The inspiration for Mrs. Marmalade is
obviously the title character in “The Tale of Mrs. Tiggy Winkle,”
the only Beatrix Potter book I remember reading as a child and, by
chance, the only one that treats the human and talking-animal worlds
as separate and has a human main character who crosses over between
them. Mr. Jacoby is pretty plainly inspired by the White Rabbit from
Alice in Wonderland and
Through the Looking Glass,
though in fact he's more closely based on Mr. Herriman from “Foster's
Home For Imaginary Friends.” (Anyone
reading either of the Carroll books closely would see that they're
pretty strong arguments against
making forays into fantastic worlds, but the White Rabbit has become
such a potent image of that kind of story that I couldn't pass it
up.)
Rabbits
really do have claws.
The
place where Calx finds the sword is meant to evoke the lands on
either side of the trenches in World War I. I'm not quite sure how
World War I wound up being referenced twice in the book, never mind
in two stories right next to each other, but I have to admit the
timing worked out well.
Just
one Canadian reference in this one, when Calx uses
the word “steamboat” to count a second (“one steamboat, two
steamboat...”) So far as I can tell this usage is found only in
Canada and seems to have originated in CFL football, but it's common
enough that it's often the method prescribed
in government documents.
Calx's
name is from the Latin word meaning “chalk” or “limestone”

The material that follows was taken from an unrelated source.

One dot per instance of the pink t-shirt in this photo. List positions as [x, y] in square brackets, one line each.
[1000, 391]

and is the origin of our words calculate and
calculus (because
small stones were used for keeping records.) I learned this bit of
trivia almost twenty years ago when I was in teacher's college and it
lurked around in my brain until the night I thought of this story
(described in more detail here)
when it presented itself, for whatever reason, as the protagonist's
name. The moral of this story is to never throw anything away, which
admittedly is better applied to ideas than to books.